Compte tenu du coût que l’on imagine peu élevé pour ce type de demande, on peut penser que l’entreprise déposante trouvera un intérêt à déposer une succession de demandes provisoires dans le délai d’un an (une première pour prendre date, les suivantes pour ajouter des perfectionnements et fournir du support pour des revendications de large portée), puis de déposer une demande de brevet revendiquant la priorité de toutes les demandes provisoires déposées antérieurement. Le risque de perdre la priorité (et donc de se voir opposer des divulgations faites dans le délai d’un an) pourrait ainsi se voir réduit.

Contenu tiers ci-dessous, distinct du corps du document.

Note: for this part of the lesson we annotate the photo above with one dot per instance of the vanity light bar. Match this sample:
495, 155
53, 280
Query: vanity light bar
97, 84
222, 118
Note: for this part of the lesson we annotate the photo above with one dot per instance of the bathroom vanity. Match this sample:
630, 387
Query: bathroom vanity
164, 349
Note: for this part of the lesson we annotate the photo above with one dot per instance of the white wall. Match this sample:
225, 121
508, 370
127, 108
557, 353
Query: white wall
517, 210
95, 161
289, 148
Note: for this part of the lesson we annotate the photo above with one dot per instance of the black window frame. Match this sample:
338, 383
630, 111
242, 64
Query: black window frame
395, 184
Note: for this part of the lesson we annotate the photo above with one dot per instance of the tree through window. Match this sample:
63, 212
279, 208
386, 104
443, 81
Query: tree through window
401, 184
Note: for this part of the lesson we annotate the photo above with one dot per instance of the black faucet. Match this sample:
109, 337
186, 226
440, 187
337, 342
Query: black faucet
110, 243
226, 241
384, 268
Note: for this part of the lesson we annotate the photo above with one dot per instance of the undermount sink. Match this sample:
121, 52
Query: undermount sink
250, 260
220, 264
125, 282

3. Le renforcement de la procédure d’examen

Le dépôt d’un brevet français est extrêmement simplifié du fait d’un mécanisme de délivrance « quasi-automatique ».[3]

En effet, les motifs de rejet concernant les conditions positives de brevetabilité (nouveauté, activité inventive et d’application industrielle) sont en réalité très limités.

Pour cause, seule une absence manifeste de nouveauté résultant du rapport de recherches peut actuellement entraîner le rejet au fond de la demande. Toute possibilité de rejet sur le fondement de l’absence d’activité inventive ou d’application industrielle est exclue.

De plus, la demande ne peut être rejetée que dans le cas où le déposant, mis en demeure de modifier ses revendications pour pallier cette absence de nouveauté ne s’est pas exécuté, ou plus généralement n’a pas présenté d’observations ou de nouvelles revendications durant la procédure d’établissement du rapport de recherches.

À l’heure actuelle, l’INPI n’a donc pas le pouvoir de rejeter une demande de brevet pour défaut d’activité inventive, ni pour absence d’invention brevetable, mais seulement pour défaut « manifeste » de nouveauté.

Ainsi, l’étendue actuelle de l’examen au fond pratiqué par l’INPI ne se situe pas dans le standard de ses voisins européens.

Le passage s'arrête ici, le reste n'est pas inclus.